Though such an incentive doesn’t exist today, it’s “the kind of cohesive strategy that we’re all going to have to deploy if we’re going to drive the standards and best practices necessary to make this happen,” Leavitt said.
One highly politicized issue in the area of personalized medicine that Leavitt expressed concern about was the Genetic Information Nondiscrimination Act, a bill that would prevent insurance companies and employers from discriminating based on genetic information.
Although the US House of Representatives recently voted to pass the bill after 12 years of blocking it from coming to a vote, GINA is now being held up in the Senate by Republican Senator Tom Coburn.
At the conference, Leavitt expressed confidence that despite Coburn’s lone political opposition, the bill would be passed by the current Congress and be signed into law by President Bush.
Overall, Leavitt maintained that there is “a cohesive strategy coming together” to advance personalized medicine. He assured conference attendees that the initiatives started during his time at HHS would continue despite the end of his tenure. “When my 418 days are over, yours will continue,” he said to the conference participants.
Certainly, there is a good chance that the national focus on genomic technologies and personalized medicine will not be lost in 2009. For instance, Democratic presidential candidate Senator Barack Obama has introduced a bill on personalized medicine [see PGx Reporter 11-21-2006] that has enjoyed some early success on Capitol Hill.
“When Secretary Leavitt leaves office in January 2009, there will still be many things that will need to be put in place to develop the personalized medicine agenda,” Edward Abrahams, executive director of the Personalized Medicine Coalition, told Pharmacogenomics Reporter this week.
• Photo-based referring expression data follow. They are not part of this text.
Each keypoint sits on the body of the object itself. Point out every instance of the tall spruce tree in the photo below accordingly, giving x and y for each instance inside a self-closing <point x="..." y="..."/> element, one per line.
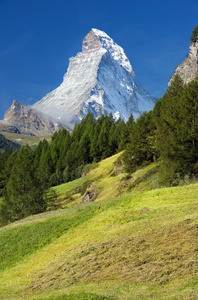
<point x="24" y="194"/>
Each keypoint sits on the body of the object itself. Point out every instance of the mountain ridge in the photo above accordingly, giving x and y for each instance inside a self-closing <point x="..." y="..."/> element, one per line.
<point x="99" y="79"/>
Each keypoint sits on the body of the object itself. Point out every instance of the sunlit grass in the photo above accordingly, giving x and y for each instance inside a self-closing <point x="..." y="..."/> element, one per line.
<point x="127" y="244"/>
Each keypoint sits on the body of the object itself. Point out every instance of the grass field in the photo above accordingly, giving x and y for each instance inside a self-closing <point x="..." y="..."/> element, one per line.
<point x="132" y="242"/>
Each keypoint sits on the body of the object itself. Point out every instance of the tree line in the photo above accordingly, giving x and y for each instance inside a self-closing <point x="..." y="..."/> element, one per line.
<point x="168" y="135"/>
<point x="26" y="175"/>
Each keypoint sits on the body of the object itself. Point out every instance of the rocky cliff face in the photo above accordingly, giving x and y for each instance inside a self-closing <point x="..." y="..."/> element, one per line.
<point x="29" y="121"/>
<point x="100" y="79"/>
<point x="188" y="69"/>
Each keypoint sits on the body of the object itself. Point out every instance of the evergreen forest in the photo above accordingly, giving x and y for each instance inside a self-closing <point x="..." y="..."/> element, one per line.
<point x="167" y="135"/>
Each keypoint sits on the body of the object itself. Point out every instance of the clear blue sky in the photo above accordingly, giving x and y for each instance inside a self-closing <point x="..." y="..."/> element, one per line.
<point x="37" y="38"/>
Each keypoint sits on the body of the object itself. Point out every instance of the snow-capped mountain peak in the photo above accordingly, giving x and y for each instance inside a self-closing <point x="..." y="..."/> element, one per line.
<point x="114" y="49"/>
<point x="99" y="79"/>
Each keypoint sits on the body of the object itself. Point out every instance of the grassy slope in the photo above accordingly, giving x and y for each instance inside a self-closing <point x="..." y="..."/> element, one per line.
<point x="124" y="245"/>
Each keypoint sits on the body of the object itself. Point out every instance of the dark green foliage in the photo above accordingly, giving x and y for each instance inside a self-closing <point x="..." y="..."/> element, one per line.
<point x="6" y="143"/>
<point x="65" y="157"/>
<point x="176" y="116"/>
<point x="24" y="194"/>
<point x="194" y="34"/>
<point x="141" y="146"/>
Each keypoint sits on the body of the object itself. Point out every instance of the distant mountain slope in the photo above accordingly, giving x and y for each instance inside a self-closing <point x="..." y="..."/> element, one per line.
<point x="29" y="121"/>
<point x="6" y="143"/>
<point x="188" y="69"/>
<point x="100" y="79"/>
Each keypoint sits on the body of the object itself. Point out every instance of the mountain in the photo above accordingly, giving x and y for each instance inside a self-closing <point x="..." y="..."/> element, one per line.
<point x="100" y="79"/>
<point x="188" y="69"/>
<point x="29" y="121"/>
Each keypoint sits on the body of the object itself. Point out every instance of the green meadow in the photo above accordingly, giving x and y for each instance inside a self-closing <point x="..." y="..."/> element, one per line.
<point x="131" y="240"/>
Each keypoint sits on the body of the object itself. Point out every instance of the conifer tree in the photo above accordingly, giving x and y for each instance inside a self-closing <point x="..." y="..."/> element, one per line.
<point x="24" y="194"/>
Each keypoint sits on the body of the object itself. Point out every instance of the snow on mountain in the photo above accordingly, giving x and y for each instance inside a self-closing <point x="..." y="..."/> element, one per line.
<point x="99" y="79"/>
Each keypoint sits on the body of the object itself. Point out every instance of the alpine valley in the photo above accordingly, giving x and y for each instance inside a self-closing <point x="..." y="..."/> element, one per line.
<point x="100" y="79"/>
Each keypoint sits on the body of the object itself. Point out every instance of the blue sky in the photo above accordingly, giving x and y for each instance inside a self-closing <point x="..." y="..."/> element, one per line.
<point x="37" y="38"/>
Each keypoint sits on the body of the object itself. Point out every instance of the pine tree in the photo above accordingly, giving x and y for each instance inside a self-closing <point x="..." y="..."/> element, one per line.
<point x="194" y="34"/>
<point x="24" y="194"/>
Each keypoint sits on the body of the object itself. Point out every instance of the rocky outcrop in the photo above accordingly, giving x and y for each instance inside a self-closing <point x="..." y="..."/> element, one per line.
<point x="101" y="80"/>
<point x="29" y="121"/>
<point x="188" y="69"/>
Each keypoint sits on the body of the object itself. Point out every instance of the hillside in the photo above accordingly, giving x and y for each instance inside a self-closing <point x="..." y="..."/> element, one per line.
<point x="131" y="242"/>
<point x="7" y="143"/>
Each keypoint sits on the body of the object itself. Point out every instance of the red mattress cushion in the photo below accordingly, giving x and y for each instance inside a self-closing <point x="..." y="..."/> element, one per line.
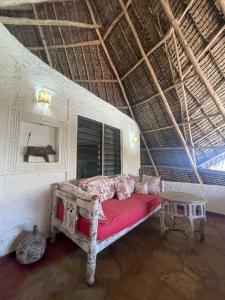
<point x="120" y="214"/>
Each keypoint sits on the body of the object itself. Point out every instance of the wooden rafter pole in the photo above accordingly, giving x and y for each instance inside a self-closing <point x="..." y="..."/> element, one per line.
<point x="42" y="37"/>
<point x="96" y="80"/>
<point x="222" y="5"/>
<point x="162" y="95"/>
<point x="209" y="133"/>
<point x="184" y="97"/>
<point x="192" y="57"/>
<point x="169" y="88"/>
<point x="161" y="42"/>
<point x="115" y="21"/>
<point x="120" y="84"/>
<point x="205" y="49"/>
<point x="45" y="22"/>
<point x="196" y="120"/>
<point x="71" y="45"/>
<point x="207" y="161"/>
<point x="6" y="3"/>
<point x="182" y="148"/>
<point x="185" y="78"/>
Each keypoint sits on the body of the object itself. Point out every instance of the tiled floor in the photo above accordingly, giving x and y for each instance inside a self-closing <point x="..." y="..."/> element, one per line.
<point x="139" y="266"/>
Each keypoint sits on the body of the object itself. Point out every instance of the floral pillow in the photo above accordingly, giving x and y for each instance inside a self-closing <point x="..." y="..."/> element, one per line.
<point x="122" y="190"/>
<point x="100" y="186"/>
<point x="141" y="188"/>
<point x="153" y="183"/>
<point x="125" y="178"/>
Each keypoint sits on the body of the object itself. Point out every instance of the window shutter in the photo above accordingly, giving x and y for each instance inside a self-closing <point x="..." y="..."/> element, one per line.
<point x="112" y="151"/>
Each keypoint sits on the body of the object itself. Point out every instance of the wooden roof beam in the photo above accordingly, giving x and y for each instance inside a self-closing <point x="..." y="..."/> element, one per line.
<point x="42" y="37"/>
<point x="120" y="84"/>
<point x="163" y="40"/>
<point x="173" y="86"/>
<point x="209" y="133"/>
<point x="192" y="57"/>
<point x="196" y="120"/>
<point x="222" y="147"/>
<point x="115" y="21"/>
<point x="162" y="95"/>
<point x="207" y="161"/>
<point x="45" y="22"/>
<point x="72" y="45"/>
<point x="8" y="3"/>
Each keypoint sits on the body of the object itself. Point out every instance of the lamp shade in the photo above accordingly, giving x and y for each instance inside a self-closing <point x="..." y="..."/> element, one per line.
<point x="44" y="97"/>
<point x="134" y="139"/>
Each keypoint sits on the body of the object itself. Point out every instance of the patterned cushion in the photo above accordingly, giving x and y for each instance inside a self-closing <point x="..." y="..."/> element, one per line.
<point x="136" y="178"/>
<point x="127" y="179"/>
<point x="141" y="188"/>
<point x="122" y="190"/>
<point x="98" y="185"/>
<point x="78" y="192"/>
<point x="153" y="183"/>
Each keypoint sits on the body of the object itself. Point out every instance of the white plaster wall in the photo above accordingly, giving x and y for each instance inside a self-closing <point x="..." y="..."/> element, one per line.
<point x="25" y="188"/>
<point x="213" y="194"/>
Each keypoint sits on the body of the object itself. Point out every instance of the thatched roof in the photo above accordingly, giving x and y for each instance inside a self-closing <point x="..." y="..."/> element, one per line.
<point x="115" y="62"/>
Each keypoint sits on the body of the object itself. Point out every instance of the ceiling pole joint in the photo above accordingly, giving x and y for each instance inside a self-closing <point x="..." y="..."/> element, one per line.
<point x="120" y="84"/>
Abrahams was present at the HPCGG meeting and led a separate panel discussion.
According to Abrahams, the PMC will release its personalized medicine agenda in early 2008. The areas of necessary focus to help drive the personalized medicine agenda forward include new business models for drug and diagnostics development, an improved reimbursement system for genetic tests, a regulatory process that encourages drug/diagnostic co-development, and physician education.
“This is a tall agenda that’s not going to be done in the first hundred days or all next year,” Abrahams said. “But these are important initiatives. No one thought this was going to be easy or depend on the efforts of an administration or single individual.”